The government came for Ruth and Bernie Madoff’s penthouse years ago, but the real estate holdings of the rest of the family have taken a little longer to claim, as the courts untangle the many complications of recovering cash stolen by the clan.
But now a two-bedroom Park Avenue co-op owned by Bernie’s brother Peter has finally hit the market, The Wall Street Journal reports. And lis penden notices have been filed against properties belonging to Madoff’s son Andrew and late son Mark, according to The New York Post. Altogether, the homes are worth more than $20 million.
The sixth floor co-op that Peter Madoff owned at 975 Park Avenue is now on the market for $4 million, which is $100,000 less than Mr. Madoff and his wife Marion paid for it in 2004, according to The Journal, not counting the cost of renovations. Not that the sale price matters to the couple.
Neither Mrs. nor Mr. Madoff—who pled guilty to fraud charges in June—will get the proceeds of this sale or the sale of their house on Long Island, which is currently on the market for $5.29 million. The monies will be turned over to the U.S. Marshals Service, as part of an agreement that Mr. Madoff and his family signed as part of his guilty plea.
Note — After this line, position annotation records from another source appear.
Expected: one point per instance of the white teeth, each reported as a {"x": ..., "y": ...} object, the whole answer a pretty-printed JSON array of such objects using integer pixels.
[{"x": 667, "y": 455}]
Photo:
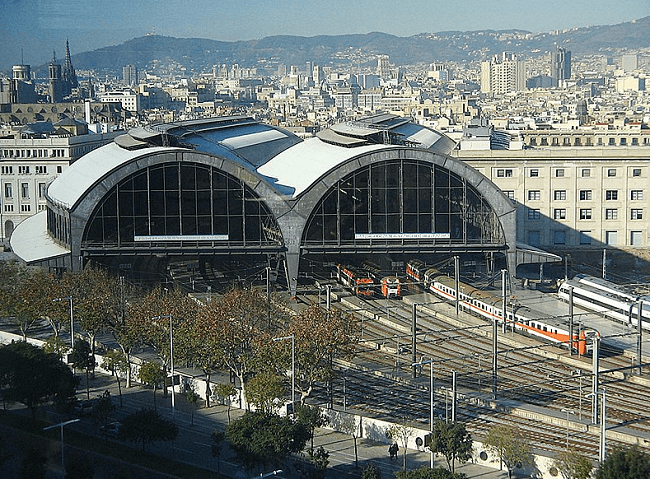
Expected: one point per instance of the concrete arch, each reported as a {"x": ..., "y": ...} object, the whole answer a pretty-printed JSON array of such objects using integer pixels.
[
  {"x": 293, "y": 224},
  {"x": 80, "y": 213}
]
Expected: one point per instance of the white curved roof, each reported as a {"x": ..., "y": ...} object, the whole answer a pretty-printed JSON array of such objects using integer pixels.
[
  {"x": 301, "y": 165},
  {"x": 83, "y": 173}
]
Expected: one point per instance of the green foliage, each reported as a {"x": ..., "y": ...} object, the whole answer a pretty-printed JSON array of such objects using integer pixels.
[
  {"x": 31, "y": 376},
  {"x": 56, "y": 346},
  {"x": 82, "y": 355},
  {"x": 573, "y": 465},
  {"x": 371, "y": 472},
  {"x": 425, "y": 472},
  {"x": 151, "y": 373},
  {"x": 147, "y": 426},
  {"x": 263, "y": 390},
  {"x": 262, "y": 439},
  {"x": 509, "y": 445},
  {"x": 625, "y": 463},
  {"x": 452, "y": 441}
]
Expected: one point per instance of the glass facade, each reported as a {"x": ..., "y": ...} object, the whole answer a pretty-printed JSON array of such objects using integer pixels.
[
  {"x": 402, "y": 202},
  {"x": 181, "y": 203}
]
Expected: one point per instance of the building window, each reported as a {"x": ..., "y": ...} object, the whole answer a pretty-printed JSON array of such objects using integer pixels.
[
  {"x": 611, "y": 238},
  {"x": 534, "y": 195}
]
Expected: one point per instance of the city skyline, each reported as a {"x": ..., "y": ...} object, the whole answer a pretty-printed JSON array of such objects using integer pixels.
[{"x": 32, "y": 29}]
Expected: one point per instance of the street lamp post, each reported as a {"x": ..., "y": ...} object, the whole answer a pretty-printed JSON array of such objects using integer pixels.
[
  {"x": 603, "y": 420},
  {"x": 60, "y": 425},
  {"x": 292, "y": 337},
  {"x": 171, "y": 354},
  {"x": 431, "y": 404},
  {"x": 567, "y": 411},
  {"x": 68, "y": 298}
]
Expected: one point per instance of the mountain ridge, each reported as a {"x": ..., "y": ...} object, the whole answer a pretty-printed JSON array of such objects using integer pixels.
[{"x": 200, "y": 54}]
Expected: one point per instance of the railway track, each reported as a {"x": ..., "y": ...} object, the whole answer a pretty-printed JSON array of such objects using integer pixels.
[{"x": 537, "y": 381}]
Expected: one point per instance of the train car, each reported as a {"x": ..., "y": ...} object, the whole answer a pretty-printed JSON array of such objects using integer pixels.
[
  {"x": 391, "y": 287},
  {"x": 489, "y": 306},
  {"x": 415, "y": 271},
  {"x": 361, "y": 283},
  {"x": 605, "y": 298}
]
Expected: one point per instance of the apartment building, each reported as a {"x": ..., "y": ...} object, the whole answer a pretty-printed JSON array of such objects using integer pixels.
[
  {"x": 573, "y": 197},
  {"x": 29, "y": 165}
]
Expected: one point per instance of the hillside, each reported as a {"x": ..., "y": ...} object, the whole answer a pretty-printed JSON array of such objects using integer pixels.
[{"x": 197, "y": 54}]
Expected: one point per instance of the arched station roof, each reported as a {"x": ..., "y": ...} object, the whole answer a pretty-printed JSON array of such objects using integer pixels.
[{"x": 286, "y": 172}]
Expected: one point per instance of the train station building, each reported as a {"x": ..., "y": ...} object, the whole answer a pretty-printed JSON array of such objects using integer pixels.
[{"x": 232, "y": 196}]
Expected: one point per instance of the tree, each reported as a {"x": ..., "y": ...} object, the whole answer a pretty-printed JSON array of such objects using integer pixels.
[
  {"x": 348, "y": 424},
  {"x": 33, "y": 465},
  {"x": 264, "y": 389},
  {"x": 265, "y": 439},
  {"x": 425, "y": 472},
  {"x": 151, "y": 374},
  {"x": 83, "y": 358},
  {"x": 31, "y": 376},
  {"x": 573, "y": 465},
  {"x": 625, "y": 463},
  {"x": 311, "y": 417},
  {"x": 225, "y": 391},
  {"x": 452, "y": 441},
  {"x": 155, "y": 333},
  {"x": 402, "y": 433},
  {"x": 192, "y": 398},
  {"x": 147, "y": 426},
  {"x": 55, "y": 345},
  {"x": 510, "y": 446},
  {"x": 320, "y": 336},
  {"x": 115, "y": 361},
  {"x": 240, "y": 327}
]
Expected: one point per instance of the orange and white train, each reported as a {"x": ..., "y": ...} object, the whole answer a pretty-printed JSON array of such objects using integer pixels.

But Mr. Madoff won’t need the place anymore anyway. He’ll be living in far less lavish accommodations—a prison cell—when he begins his 10-year sentence later this year. As for Ms. Madoff, she can buy a more modest pad with the $771,733 she’s allowed to keep as part of the settlement (we’d recommend Yorkville).
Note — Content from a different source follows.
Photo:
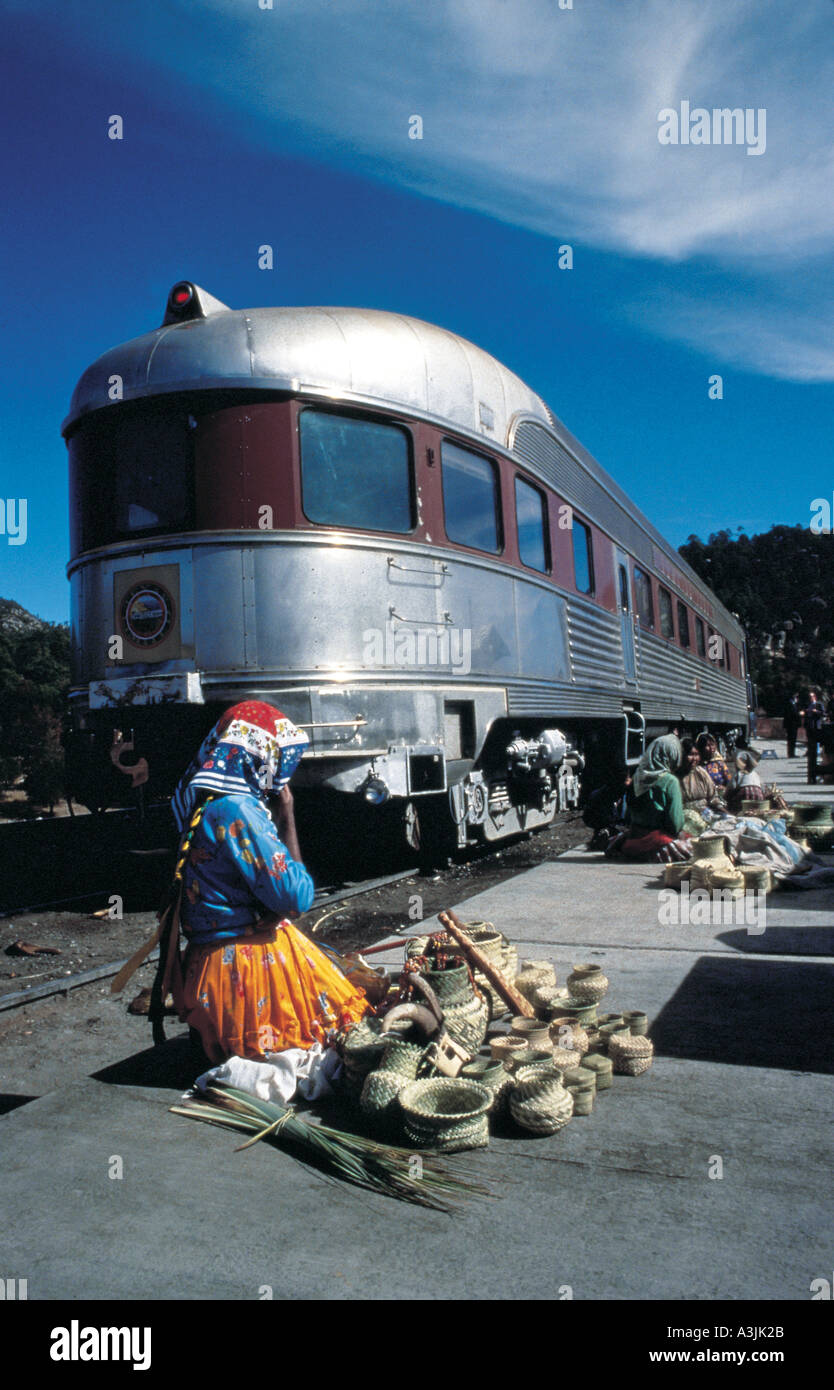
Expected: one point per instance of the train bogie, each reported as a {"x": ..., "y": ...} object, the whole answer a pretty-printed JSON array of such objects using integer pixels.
[{"x": 374, "y": 526}]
The properties belonging to Bernie Madoff’s two sons and their families have not yet hit the market, but the lis penden notices warn potential buyers that they really aren’t really the Madoff family’s to sell. Trustee Irving Picard has a claim to both Andrew Madoff’s $4.3 million apartment at 433 East 74th Street and Mark Madoff’s $6 million Soho apartment at 583 Broadway Avenue, where he committed suicide (we doubt that one will sell anytime soon anyway). The government is also going after both of the brother’s houses in Greenwich. Just how much the government can claim depends on the resolution of the $255 million suit against Madoff’s relatives.